The publication of the annual set of Internet Access statistics from National Statistics has emerged again to almost no media or public interest. Yet in terms of age and digital exclusion, the findings are both fascinating and slightly depressing.
On the positive side, the survey reveals that over 18 million UK households (7 in 10) now have Internet access and 37 million adults (76 per cent of adults) accessed the Internet in the three months prior to interview.
Yet the report also paints a picture of an older population which continues to be excluded from the potential benefits of digital engagement. 64% of over 65s have never used the internet (and only a very small decrease in the percentage of non-users from last year) and whilst 73% of adults who used the internet, were online every day, of the over 65s, only 52% were going online every day or almost every day.

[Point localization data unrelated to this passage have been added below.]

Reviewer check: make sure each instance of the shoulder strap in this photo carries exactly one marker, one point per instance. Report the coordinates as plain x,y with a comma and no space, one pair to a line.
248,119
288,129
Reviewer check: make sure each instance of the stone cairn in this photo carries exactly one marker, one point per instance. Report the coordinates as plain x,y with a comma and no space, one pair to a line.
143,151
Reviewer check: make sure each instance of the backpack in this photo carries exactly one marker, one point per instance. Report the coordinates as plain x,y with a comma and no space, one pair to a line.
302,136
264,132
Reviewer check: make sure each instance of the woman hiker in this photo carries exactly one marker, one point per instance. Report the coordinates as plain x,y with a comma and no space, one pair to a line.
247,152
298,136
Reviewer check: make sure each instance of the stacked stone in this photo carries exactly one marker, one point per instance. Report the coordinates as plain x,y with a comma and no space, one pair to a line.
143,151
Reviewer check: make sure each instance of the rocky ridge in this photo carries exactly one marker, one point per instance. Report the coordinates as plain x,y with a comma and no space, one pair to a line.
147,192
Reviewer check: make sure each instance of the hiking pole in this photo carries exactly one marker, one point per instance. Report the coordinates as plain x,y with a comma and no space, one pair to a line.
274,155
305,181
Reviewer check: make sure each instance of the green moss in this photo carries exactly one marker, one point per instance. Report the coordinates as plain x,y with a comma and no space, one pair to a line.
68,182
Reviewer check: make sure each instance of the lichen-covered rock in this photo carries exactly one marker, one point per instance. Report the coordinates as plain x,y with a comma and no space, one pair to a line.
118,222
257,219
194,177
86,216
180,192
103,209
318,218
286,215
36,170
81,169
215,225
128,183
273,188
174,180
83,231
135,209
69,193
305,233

And in terms of the digital economy, older people remain much less likely than other ages to buy online, with only 21% having bought a product online compared with over 80% of those under 44.
But digital exclusion is an issue which is much more important than getting cheaper car insurance. Those who are not online are increasingly excluded from a wide range of public, private and voluntary sector services and digital inclusion is increasingly likely to compound other forms of social exclusion.
There is an “Invest to Save” argument for intervention. Unless government addresses digital exclusion, it will find that it is forced to continue to provide a wide range of services in non-digital formats. The potential cost savings for government by delivering services through technology could be completely wiped out by the costs of delivering offline services to the digitally excluded.
As part of its Digital Britain proposals, the Government has asked Martha Lane Fox to Champion solutions to digital exclusion. Over the last five years there have been countless reports and recommendations setting out how to tackle the digital divide. Learning, access and motivation are undoubtedly part of the solution, but there are fundamental market issues where the Government and Ofcom may have to engage (and have historically been reluctant). The continuing direct and indirect age discrimination promoted by many website providers (in marketing and the occasional use of upper age limits) alongside poor practice in terms of web usability and accessibility must be addressed.
With such small increases in internet use by older people year on year, we cannot wait for the market to solve the problem and assume it will go away. For progress to be made it will be vital for Martha Lane Fox and colleagues not to be afraid of saying the unpopular to industry and government.